Abstract
BACKGROUND AND AIM: Pneumonia is among the leading causes of morbidity and mortality worldwide. This study aims to investigate the impact of the Glasgow Prognostic Score (GPS) on the prognosis of patients hospitalized with community-acquired pneumonia (CAP).
METHODS: Patients hospitalized in our department due to CAP were retrospectively reviewed. The GPS was calculated using C-reactive protein (CRP) and albumin levels.
RESULTS: The study was conducted with a total of 121 patients, 80 (66.1%) of whom were male. The median age was 70 years. Early mortality was observed in 11 (9.1%) patients. The length of hospital stay for patients with a GPS of 2 was statistically significantly longer than for those with a GPS ≤1 (p=0.002). Similarly, early mortality rates for patients with a GPS of 2 (17.3%) were statistically significantly higher than for those with a GPS ≤1 (2.9%) (p=0.009). A ROC curve analysis was performed to determine the cutoff point for predicting mortality using the GPS. It was found that GPS values of 1.5 or higher could predict mortality with a sensitivity of 81.82% and a specificity of 60.91%. Age, average length of hospital stay, and incidence of malignancy were statistically significant and higher in patients who died within 30 days compared to those who survived.(p=0.011, p=0.001, and p=0.041, respectively).

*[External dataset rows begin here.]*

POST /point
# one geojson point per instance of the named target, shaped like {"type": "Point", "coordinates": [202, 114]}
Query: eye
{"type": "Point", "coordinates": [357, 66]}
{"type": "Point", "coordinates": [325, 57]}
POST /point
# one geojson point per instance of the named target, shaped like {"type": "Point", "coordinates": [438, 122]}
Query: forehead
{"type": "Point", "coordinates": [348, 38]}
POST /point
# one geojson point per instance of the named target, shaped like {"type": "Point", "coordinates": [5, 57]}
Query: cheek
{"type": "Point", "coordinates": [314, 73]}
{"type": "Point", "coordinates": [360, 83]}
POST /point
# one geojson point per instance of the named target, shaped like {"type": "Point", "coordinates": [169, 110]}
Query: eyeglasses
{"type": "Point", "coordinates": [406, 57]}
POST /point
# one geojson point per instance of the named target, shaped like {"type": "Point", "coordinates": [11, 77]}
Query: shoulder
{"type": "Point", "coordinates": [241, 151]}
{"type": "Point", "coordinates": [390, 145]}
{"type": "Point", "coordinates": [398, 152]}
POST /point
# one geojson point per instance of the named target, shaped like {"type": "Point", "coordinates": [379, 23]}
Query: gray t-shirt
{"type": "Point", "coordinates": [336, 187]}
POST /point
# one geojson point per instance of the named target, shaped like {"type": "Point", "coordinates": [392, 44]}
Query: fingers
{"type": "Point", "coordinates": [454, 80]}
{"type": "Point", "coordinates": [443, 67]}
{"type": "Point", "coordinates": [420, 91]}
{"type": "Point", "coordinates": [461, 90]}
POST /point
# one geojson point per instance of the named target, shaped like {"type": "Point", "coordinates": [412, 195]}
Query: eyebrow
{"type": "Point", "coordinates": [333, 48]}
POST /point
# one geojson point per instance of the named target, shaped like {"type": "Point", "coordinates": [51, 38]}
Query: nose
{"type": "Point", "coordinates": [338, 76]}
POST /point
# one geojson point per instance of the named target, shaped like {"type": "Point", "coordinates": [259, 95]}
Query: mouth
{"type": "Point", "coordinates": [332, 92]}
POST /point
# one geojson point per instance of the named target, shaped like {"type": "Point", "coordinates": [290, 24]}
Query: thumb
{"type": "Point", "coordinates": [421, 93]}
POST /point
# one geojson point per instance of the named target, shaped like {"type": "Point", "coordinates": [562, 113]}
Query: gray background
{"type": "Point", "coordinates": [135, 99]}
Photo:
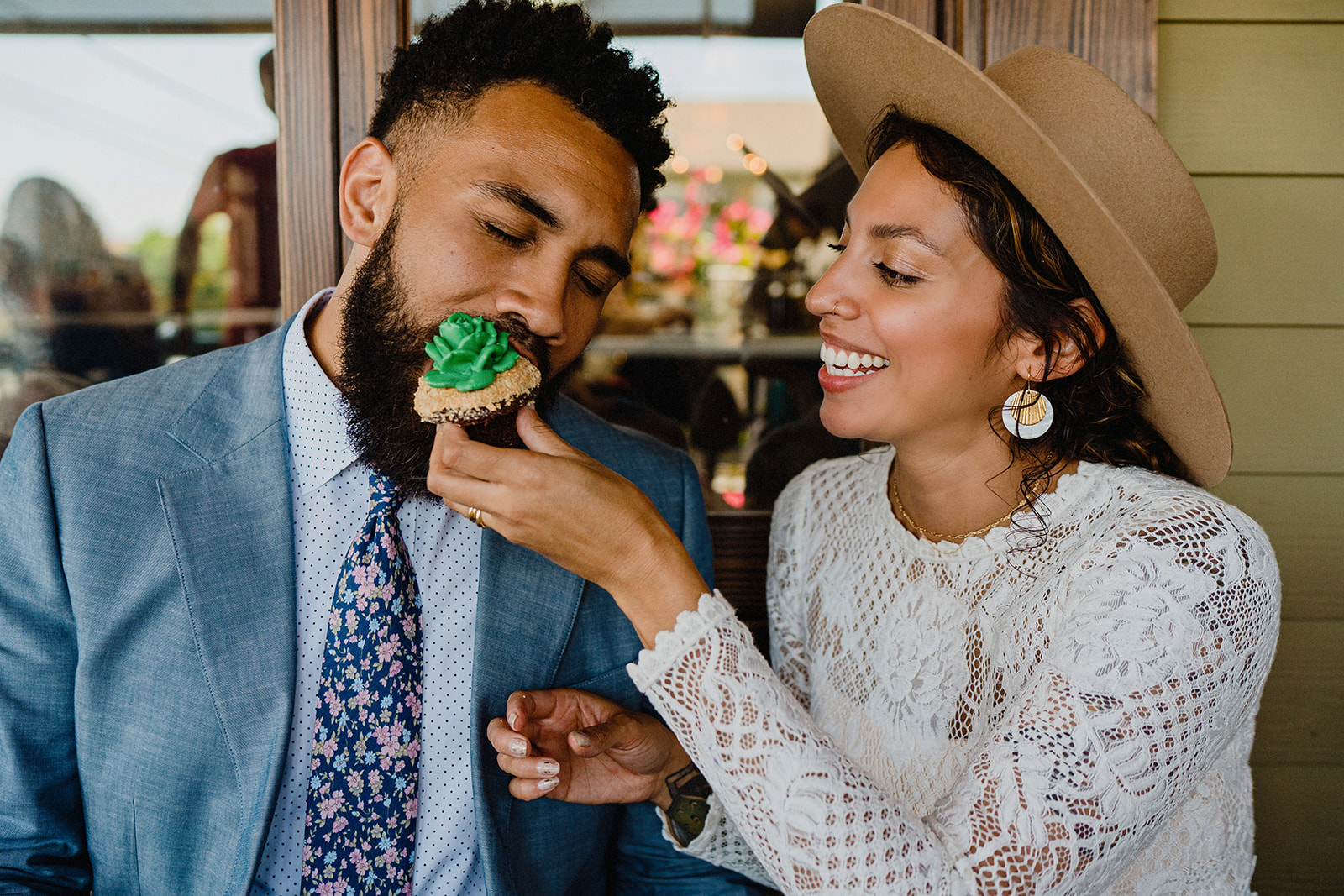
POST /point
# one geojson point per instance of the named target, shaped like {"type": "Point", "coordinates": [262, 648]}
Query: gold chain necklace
{"type": "Point", "coordinates": [931, 535]}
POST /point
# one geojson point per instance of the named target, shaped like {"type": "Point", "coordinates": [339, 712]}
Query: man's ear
{"type": "Point", "coordinates": [367, 191]}
{"type": "Point", "coordinates": [1068, 358]}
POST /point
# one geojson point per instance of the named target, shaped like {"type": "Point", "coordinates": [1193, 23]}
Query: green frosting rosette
{"type": "Point", "coordinates": [468, 354]}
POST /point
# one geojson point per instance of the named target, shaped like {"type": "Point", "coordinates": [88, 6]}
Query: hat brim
{"type": "Point", "coordinates": [864, 60]}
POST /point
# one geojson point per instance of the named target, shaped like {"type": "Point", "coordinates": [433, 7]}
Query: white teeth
{"type": "Point", "coordinates": [842, 363]}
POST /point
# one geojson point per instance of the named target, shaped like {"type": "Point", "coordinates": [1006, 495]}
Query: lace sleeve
{"type": "Point", "coordinates": [1148, 679]}
{"type": "Point", "coordinates": [786, 605]}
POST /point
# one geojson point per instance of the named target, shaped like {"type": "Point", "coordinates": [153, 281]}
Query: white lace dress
{"type": "Point", "coordinates": [1068, 718]}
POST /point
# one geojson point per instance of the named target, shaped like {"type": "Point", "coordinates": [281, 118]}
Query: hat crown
{"type": "Point", "coordinates": [1121, 157]}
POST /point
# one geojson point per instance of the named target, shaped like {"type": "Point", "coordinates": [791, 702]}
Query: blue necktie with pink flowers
{"type": "Point", "coordinates": [360, 832]}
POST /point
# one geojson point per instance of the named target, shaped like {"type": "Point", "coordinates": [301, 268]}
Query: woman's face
{"type": "Point", "coordinates": [909, 316]}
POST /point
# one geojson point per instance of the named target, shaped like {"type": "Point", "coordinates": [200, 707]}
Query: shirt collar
{"type": "Point", "coordinates": [315, 417]}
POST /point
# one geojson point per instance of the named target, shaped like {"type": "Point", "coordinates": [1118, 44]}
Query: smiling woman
{"type": "Point", "coordinates": [1012, 649]}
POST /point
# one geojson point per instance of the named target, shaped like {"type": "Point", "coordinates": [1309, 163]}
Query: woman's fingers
{"type": "Point", "coordinates": [539, 437]}
{"type": "Point", "coordinates": [526, 705]}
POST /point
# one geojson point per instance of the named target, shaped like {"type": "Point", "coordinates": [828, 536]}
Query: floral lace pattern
{"type": "Point", "coordinates": [1074, 716]}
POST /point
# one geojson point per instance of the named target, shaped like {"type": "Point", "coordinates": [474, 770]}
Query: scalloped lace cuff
{"type": "Point", "coordinates": [669, 647]}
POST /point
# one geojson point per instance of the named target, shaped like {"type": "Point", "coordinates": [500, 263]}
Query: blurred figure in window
{"type": "Point", "coordinates": [82, 309]}
{"type": "Point", "coordinates": [239, 183]}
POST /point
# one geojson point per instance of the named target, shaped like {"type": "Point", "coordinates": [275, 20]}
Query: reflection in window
{"type": "Point", "coordinates": [111, 136]}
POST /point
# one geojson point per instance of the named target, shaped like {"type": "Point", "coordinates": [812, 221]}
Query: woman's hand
{"type": "Point", "coordinates": [584, 748]}
{"type": "Point", "coordinates": [571, 510]}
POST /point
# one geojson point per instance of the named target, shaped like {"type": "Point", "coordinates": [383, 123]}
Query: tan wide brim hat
{"type": "Point", "coordinates": [1086, 157]}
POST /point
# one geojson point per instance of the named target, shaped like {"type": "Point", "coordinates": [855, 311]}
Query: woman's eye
{"type": "Point", "coordinates": [893, 277]}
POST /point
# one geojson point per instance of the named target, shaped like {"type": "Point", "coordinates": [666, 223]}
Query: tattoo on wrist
{"type": "Point", "coordinates": [690, 793]}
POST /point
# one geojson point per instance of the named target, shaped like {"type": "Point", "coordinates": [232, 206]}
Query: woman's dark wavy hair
{"type": "Point", "coordinates": [487, 43]}
{"type": "Point", "coordinates": [1097, 416]}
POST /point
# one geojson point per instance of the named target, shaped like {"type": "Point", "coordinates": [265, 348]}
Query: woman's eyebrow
{"type": "Point", "coordinates": [904, 231]}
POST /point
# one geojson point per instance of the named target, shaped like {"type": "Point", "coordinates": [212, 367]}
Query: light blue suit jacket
{"type": "Point", "coordinates": [148, 647]}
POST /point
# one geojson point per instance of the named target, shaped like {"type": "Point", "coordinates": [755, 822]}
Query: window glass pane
{"type": "Point", "coordinates": [113, 140]}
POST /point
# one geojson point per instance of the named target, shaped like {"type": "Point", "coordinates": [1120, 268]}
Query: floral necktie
{"type": "Point", "coordinates": [360, 832]}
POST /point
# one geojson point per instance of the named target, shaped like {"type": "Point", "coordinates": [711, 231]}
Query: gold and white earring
{"type": "Point", "coordinates": [1028, 414]}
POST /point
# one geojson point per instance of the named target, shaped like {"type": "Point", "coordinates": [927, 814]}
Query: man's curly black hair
{"type": "Point", "coordinates": [488, 43]}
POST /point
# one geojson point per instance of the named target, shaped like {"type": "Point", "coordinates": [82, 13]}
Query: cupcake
{"type": "Point", "coordinates": [477, 382]}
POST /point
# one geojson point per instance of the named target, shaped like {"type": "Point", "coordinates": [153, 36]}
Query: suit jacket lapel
{"type": "Point", "coordinates": [232, 524]}
{"type": "Point", "coordinates": [524, 613]}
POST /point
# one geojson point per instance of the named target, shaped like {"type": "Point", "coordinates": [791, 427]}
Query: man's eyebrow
{"type": "Point", "coordinates": [606, 255]}
{"type": "Point", "coordinates": [904, 231]}
{"type": "Point", "coordinates": [533, 206]}
{"type": "Point", "coordinates": [522, 199]}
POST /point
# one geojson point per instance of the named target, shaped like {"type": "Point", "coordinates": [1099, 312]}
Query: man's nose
{"type": "Point", "coordinates": [539, 302]}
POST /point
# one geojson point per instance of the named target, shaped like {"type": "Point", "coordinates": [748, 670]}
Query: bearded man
{"type": "Point", "coordinates": [172, 665]}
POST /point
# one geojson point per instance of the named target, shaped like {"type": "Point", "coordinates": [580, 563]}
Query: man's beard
{"type": "Point", "coordinates": [382, 356]}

Upon evaluating the effects of age, length of hospital stay, GPS, and malignancy, which were found to be significant in univariate analyses, through logistic regression analysis, GPS was not found to have a significant impact on mortality.
CONCLUSION: The GPS is associated with early mortality in CAP. However, its independent impact on mortality is not statistically significant when other factors such as age, length of hospital stay, and malignancy are considered. This suggests that while GPS can be a useful indicator in the initial assessment, its prognostic value may be limited when other clinical variables are taken into account.